Beginning in the late 1970s, photographers stretched the boundaries of scale and surface in traditional photographic media that had to be developed in darkened rooms. Inspired by Moholy-Nagy's work, Susan Rankaitis first began to embed the images found from scientific textbooks into large-scale photograms, the creation of which has been called "the palimpsest that should be explored almost like archaeological excavations." Then he produced an enormous interactive gallery construction that expanded the physical and conceptual understanding of what the photo might be. His work is said to "mimic the fragmentation of contemporary thought."

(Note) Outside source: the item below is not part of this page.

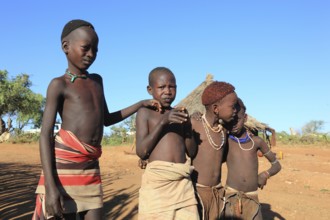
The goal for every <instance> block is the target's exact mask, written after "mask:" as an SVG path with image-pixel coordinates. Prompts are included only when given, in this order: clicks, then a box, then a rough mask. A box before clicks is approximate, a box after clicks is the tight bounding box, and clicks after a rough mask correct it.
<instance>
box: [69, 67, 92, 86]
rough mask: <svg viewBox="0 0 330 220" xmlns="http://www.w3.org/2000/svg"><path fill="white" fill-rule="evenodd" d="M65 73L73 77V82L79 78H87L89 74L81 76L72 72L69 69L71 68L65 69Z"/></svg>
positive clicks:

In the 1990s, a group of new photographers explored the possibility of using computers to create new ways of creating photos. Photographers such as Thomas Ruff, Barbara Kasten, Tom Friedman, and Carel Balth created works that combined photography, sculpture, graphic arts, and computer-generated images.
21st century
After computers and photography software became widely available, the limits of abstract photography expanded beyond the boundaries of film and chemistry into almost infinite dimensions. Any remaining limits between pure artist and pure photographer are eliminated by individuals who work exclusively in photography but only produce computer-generated images. Among the most famous of the early generations of the 21st century are Gaston Bertin, Penelope Umbrico, Ellen Carey, Nicki Stager, Shirine Gill, Wolfgang Tillmans, Harvey Lloyd, and Adam Broomberg & amp; Oliver Chanarin.
References
Source
- Birgus, Vladimir. Czech Photography Avant-Garde 1918-1948. Cambridge: MIT Press, 2002. ISBNÃ, 0-262-02516-7.
- Gamboni, Dario. Potential Drawing: Ambiguity and Indeterminism in Modern Art. London: Reaktion Book, 2002. ISBNÃ, 1-86189-149-0.
- Karsten, Barbara. Second Nature: Abstract Photography Then and Now.
- Rexer, Lyle. The Edge of Vision: The Rise of Abstraction in Photography. NY: Aperture, 2013. ISBNÃ, 978-1597112420.